Ok I got Kool Stop replacement pads for my World Traveler but how the heck do you replace them?  i have tried prying the brake pad housing apart but no go (or I'm to weak).  Is there a trick to this?

Next, my brake arms rub when you squeeze the brake levers.  They then stick and will not release unless I pry them open by hand.  I have lubed them cleaned them and nothing.  The aluminum arms are rubbing together to tightly.  Any tricks?


----------



## GTs58 (Jun 18, 2014)

On the old Schwinn calipers the brake pad housing/backing was open at the back end and you just slide the pad out for replacement. If you backing plate is closed off on all four sides you'll never get a replacement pad in there without bending the back end down, cutting it off or getting a complete brake pad set.
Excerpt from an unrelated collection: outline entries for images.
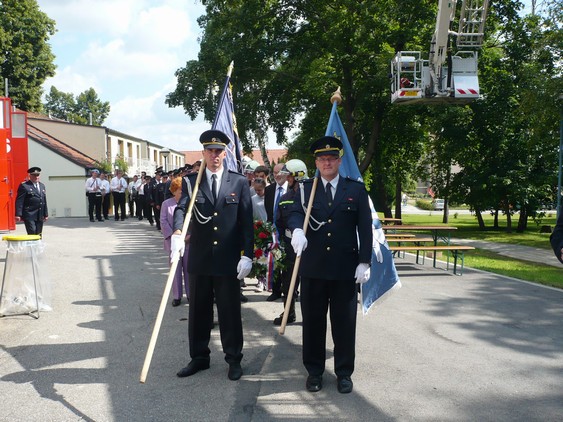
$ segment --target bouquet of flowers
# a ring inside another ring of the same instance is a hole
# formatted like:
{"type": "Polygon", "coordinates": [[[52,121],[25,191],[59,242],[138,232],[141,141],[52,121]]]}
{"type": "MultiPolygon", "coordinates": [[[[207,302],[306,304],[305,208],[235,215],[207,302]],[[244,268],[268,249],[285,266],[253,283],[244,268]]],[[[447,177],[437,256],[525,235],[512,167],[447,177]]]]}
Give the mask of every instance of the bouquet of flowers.
{"type": "Polygon", "coordinates": [[[274,239],[274,225],[267,221],[254,221],[254,257],[252,271],[248,277],[265,280],[268,272],[283,269],[285,252],[274,239]]]}

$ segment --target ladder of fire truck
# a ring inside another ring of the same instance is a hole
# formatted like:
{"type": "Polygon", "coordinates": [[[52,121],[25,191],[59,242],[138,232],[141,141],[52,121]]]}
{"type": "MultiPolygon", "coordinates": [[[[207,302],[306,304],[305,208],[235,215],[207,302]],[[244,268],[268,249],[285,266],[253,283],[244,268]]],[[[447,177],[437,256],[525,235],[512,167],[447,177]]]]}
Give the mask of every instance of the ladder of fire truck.
{"type": "Polygon", "coordinates": [[[488,0],[463,0],[456,34],[458,49],[481,48],[488,6],[488,0]]]}
{"type": "Polygon", "coordinates": [[[391,64],[393,103],[464,104],[479,98],[477,50],[483,44],[489,0],[462,0],[455,32],[452,25],[457,4],[457,0],[438,1],[428,60],[415,58],[413,52],[395,56],[391,64]],[[451,37],[456,37],[455,54],[451,52],[451,37]],[[407,69],[416,71],[409,75],[407,69]]]}

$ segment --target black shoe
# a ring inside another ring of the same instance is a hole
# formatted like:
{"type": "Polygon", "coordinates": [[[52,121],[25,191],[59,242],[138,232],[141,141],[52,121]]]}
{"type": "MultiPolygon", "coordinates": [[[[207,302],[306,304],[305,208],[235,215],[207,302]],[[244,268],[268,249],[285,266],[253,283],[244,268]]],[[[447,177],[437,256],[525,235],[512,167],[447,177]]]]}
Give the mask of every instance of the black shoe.
{"type": "MultiPolygon", "coordinates": [[[[283,312],[280,314],[279,317],[274,318],[274,325],[281,325],[281,322],[283,320],[283,312]]],[[[287,323],[288,324],[293,324],[295,322],[295,314],[289,314],[287,317],[287,323]]]]}
{"type": "Polygon", "coordinates": [[[192,375],[198,373],[199,371],[203,371],[205,369],[209,369],[209,361],[208,360],[203,360],[203,359],[195,360],[194,359],[190,363],[188,363],[188,366],[180,369],[180,371],[176,375],[178,375],[180,378],[189,377],[189,376],[192,376],[192,375]]]}
{"type": "Polygon", "coordinates": [[[352,382],[352,379],[350,377],[338,377],[337,388],[339,393],[348,394],[352,392],[354,383],[352,382]]]}
{"type": "Polygon", "coordinates": [[[281,297],[281,293],[272,293],[270,296],[268,296],[268,299],[266,299],[268,302],[273,302],[274,300],[278,300],[281,297]]]}
{"type": "Polygon", "coordinates": [[[309,375],[307,377],[307,382],[305,383],[307,387],[307,391],[311,393],[316,393],[317,391],[321,391],[323,388],[323,377],[322,375],[309,375]]]}
{"type": "Polygon", "coordinates": [[[242,377],[242,368],[240,363],[229,364],[229,373],[227,374],[231,381],[236,381],[242,377]]]}

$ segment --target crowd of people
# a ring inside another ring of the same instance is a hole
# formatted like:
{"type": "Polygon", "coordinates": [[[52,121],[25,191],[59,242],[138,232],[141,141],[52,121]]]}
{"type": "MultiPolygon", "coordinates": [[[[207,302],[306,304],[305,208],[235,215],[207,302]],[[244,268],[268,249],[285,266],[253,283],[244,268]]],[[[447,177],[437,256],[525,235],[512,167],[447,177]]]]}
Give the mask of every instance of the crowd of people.
{"type": "Polygon", "coordinates": [[[116,220],[126,218],[128,202],[130,217],[146,219],[151,226],[156,223],[162,233],[170,265],[176,266],[171,305],[189,303],[191,360],[177,376],[189,377],[210,367],[215,307],[227,377],[238,380],[243,375],[241,302],[247,298],[242,287],[245,278],[255,277],[255,291],[270,292],[267,301],[283,299],[283,312],[274,325],[296,322],[300,298],[305,386],[310,392],[323,386],[330,315],[337,389],[351,392],[358,284],[369,278],[372,220],[363,183],[339,176],[342,143],[330,136],[312,143],[318,172],[318,183],[313,184],[301,160],[276,164],[272,175],[268,167],[249,161],[240,174],[223,166],[227,135],[209,130],[200,142],[205,162],[201,174],[200,163],[195,163],[172,172],[159,168],[154,176],[135,175],[128,183],[116,172],[106,183],[93,170],[85,185],[90,221],[108,218],[105,198],[111,194],[116,220]],[[306,231],[309,201],[313,205],[306,231]],[[190,206],[192,215],[185,226],[190,206]],[[300,256],[303,262],[289,297],[300,256]]]}

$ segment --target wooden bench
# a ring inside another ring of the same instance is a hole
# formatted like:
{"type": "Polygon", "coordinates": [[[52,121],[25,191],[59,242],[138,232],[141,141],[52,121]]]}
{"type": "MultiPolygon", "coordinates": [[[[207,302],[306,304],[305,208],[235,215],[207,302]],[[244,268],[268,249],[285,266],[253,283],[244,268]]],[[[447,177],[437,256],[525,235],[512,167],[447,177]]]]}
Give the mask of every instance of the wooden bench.
{"type": "Polygon", "coordinates": [[[391,239],[408,239],[408,238],[413,238],[416,237],[416,234],[411,234],[411,233],[387,233],[385,235],[385,238],[387,240],[391,240],[391,239]]]}
{"type": "MultiPolygon", "coordinates": [[[[457,258],[461,257],[461,271],[459,275],[463,275],[463,259],[464,259],[464,252],[465,251],[472,251],[475,248],[473,246],[467,245],[436,245],[436,246],[389,246],[389,250],[392,252],[414,252],[416,251],[416,263],[418,264],[418,258],[420,252],[451,252],[454,257],[454,274],[457,274],[457,258]]],[[[436,256],[434,255],[434,258],[436,256]]],[[[423,255],[423,263],[424,263],[424,255],[423,255]]],[[[436,266],[436,260],[434,259],[434,267],[436,266]]],[[[449,270],[450,267],[450,258],[448,255],[448,260],[446,264],[446,270],[449,270]]]]}

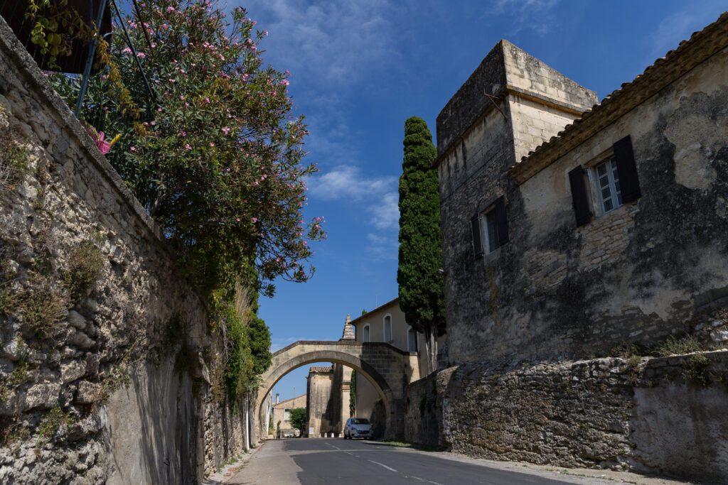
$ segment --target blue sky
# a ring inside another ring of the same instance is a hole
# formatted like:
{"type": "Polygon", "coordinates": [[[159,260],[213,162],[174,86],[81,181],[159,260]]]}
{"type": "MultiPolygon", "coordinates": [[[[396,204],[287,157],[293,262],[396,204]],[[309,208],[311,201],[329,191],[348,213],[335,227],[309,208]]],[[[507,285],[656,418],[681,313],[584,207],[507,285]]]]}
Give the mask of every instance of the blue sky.
{"type": "MultiPolygon", "coordinates": [[[[260,315],[274,351],[299,340],[338,340],[352,318],[397,296],[397,183],[405,120],[435,136],[440,110],[501,39],[600,99],[728,10],[728,0],[250,0],[269,36],[265,62],[291,73],[306,116],[307,218],[324,216],[312,280],[279,281],[260,315]]],[[[274,392],[305,392],[307,366],[274,392]]]]}

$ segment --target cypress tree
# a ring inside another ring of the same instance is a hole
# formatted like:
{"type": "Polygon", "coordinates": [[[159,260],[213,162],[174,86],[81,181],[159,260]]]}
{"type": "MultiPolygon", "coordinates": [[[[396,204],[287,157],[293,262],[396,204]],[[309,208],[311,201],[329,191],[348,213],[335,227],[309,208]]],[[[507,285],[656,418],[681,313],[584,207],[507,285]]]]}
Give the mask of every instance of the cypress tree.
{"type": "Polygon", "coordinates": [[[445,296],[440,195],[432,167],[437,151],[424,120],[405,121],[404,159],[400,177],[400,250],[397,283],[405,318],[424,334],[428,369],[437,369],[437,337],[445,333],[445,296]]]}

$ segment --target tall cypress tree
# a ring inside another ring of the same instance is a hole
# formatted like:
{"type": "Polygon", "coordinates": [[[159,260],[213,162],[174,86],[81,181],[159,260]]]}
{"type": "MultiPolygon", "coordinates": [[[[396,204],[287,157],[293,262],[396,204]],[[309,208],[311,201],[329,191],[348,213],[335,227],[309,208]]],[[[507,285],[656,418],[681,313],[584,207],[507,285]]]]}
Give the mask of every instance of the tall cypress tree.
{"type": "Polygon", "coordinates": [[[445,333],[440,195],[432,167],[437,151],[424,120],[405,121],[400,177],[400,251],[397,283],[407,323],[424,334],[430,372],[437,369],[437,337],[445,333]]]}

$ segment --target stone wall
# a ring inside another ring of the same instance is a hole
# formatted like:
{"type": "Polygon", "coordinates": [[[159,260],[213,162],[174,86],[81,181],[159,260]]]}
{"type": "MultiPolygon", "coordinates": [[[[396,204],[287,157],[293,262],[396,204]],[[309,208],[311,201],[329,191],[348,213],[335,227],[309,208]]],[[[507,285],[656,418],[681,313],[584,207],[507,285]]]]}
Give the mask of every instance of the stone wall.
{"type": "MultiPolygon", "coordinates": [[[[302,407],[305,409],[307,396],[308,393],[273,404],[273,429],[277,430],[278,422],[280,421],[280,430],[282,433],[286,431],[290,431],[293,433],[294,430],[290,425],[290,420],[285,419],[285,410],[295,409],[297,407],[302,407]]],[[[280,438],[280,436],[277,437],[280,438]]]]}
{"type": "Polygon", "coordinates": [[[719,444],[728,350],[515,369],[465,364],[411,385],[408,396],[406,436],[416,442],[437,435],[454,452],[491,460],[728,480],[719,444]]]}
{"type": "Polygon", "coordinates": [[[246,445],[205,302],[1,20],[0,143],[0,481],[197,483],[246,445]]]}
{"type": "MultiPolygon", "coordinates": [[[[336,435],[344,425],[341,417],[341,382],[336,379],[340,364],[314,366],[309,369],[306,385],[306,415],[309,437],[336,435]]],[[[340,375],[339,375],[340,377],[340,375]]],[[[348,403],[347,403],[348,404],[348,403]]]]}
{"type": "Polygon", "coordinates": [[[451,365],[588,358],[684,333],[706,348],[722,345],[727,25],[722,18],[648,70],[642,84],[520,162],[590,106],[593,93],[502,42],[481,65],[491,67],[443,108],[438,163],[451,365]],[[502,79],[521,81],[507,81],[491,105],[470,86],[502,79]],[[479,118],[471,107],[483,110],[479,118]],[[628,135],[641,196],[602,215],[590,175],[596,215],[577,227],[569,172],[594,167],[628,135]],[[478,256],[472,219],[501,196],[507,241],[478,256]],[[697,330],[716,321],[712,333],[697,330]]]}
I have no idea what type of caliper you are dealing with. If it's similar to the one in my picture then I would say the nut is to tight and binding up the arms. There are two nuts on the end of the pivot bolt. Take those off and pull the first arm off. There should be a very thin washer between the two arms. The first nut is used for adjusting the tightness of the caliper arms. There is also the flat washer on the outside between the caliper arm and first nut. Once you get the nut snug to where the calipers work easy with little slop then install the acorn lock nut. That's double nutting so when you tighten the acorn nut make sure the adjusting nut does not move. The arms will rub somewhat even when it's adjusted properly.


----------



## bulldog1935 (Jun 19, 2014)

spandy said:


> Ok I got Kool Stop replacement pads for my World Traveler but how the heck do you replace them?  i have tried prying the brake pad housing apart but no go (or I'm to weak).  Is there a trick to this?...




Nope, that won't work.  
The pads slide into the Dura cartridge holders.  
You have to buy the whole Kool Stop Dura Cartridge Pad holder set (twice for front + rear)
http://www.biketiresdirect.com/product/kool-stop-dura-cartridge-pad-holder-set 
The pads are great, but the point of buying them is to get the whole system including the spherical washer that makes the pads self-aligning.  





I have a fairly low-use set of 4 Yokozuna pad holders I'll sell you for such-a-deal - send me a pm if you're interested
http://www.rivbike.com/product-p/bps1.htm

I also have some reasonably low-use Eagle II (rear) and Continental (front) pads I can toss in to give you a choice.  






spandy said:


> ...Next, my brake arms rub when you squeeze the brake levers.  They then stick and will not release unless I pry them open by hand.  I have lubed them cleaned them and nothing.  The aluminum arms are rubbing together to tightly.  Any tricks?.




if we're talking center-pulls on your World Traveler,  your caliper stickiness could be you have the bolts on the caliper arms over-tightened - they have to pivot against low-friction washers.  You can honk on the center mounting bolt, but the caliper arm bolts have to be just right.  Too loose and they'll back out during operation, too tight and they will bind.  
When the bolt head pivots with the caliper arm, they're too loose.  Just a bit tighter and the bolt head stays still while the caliper arm pivots - that's where you want to be.  
Much tighter after that, and they bind.


----------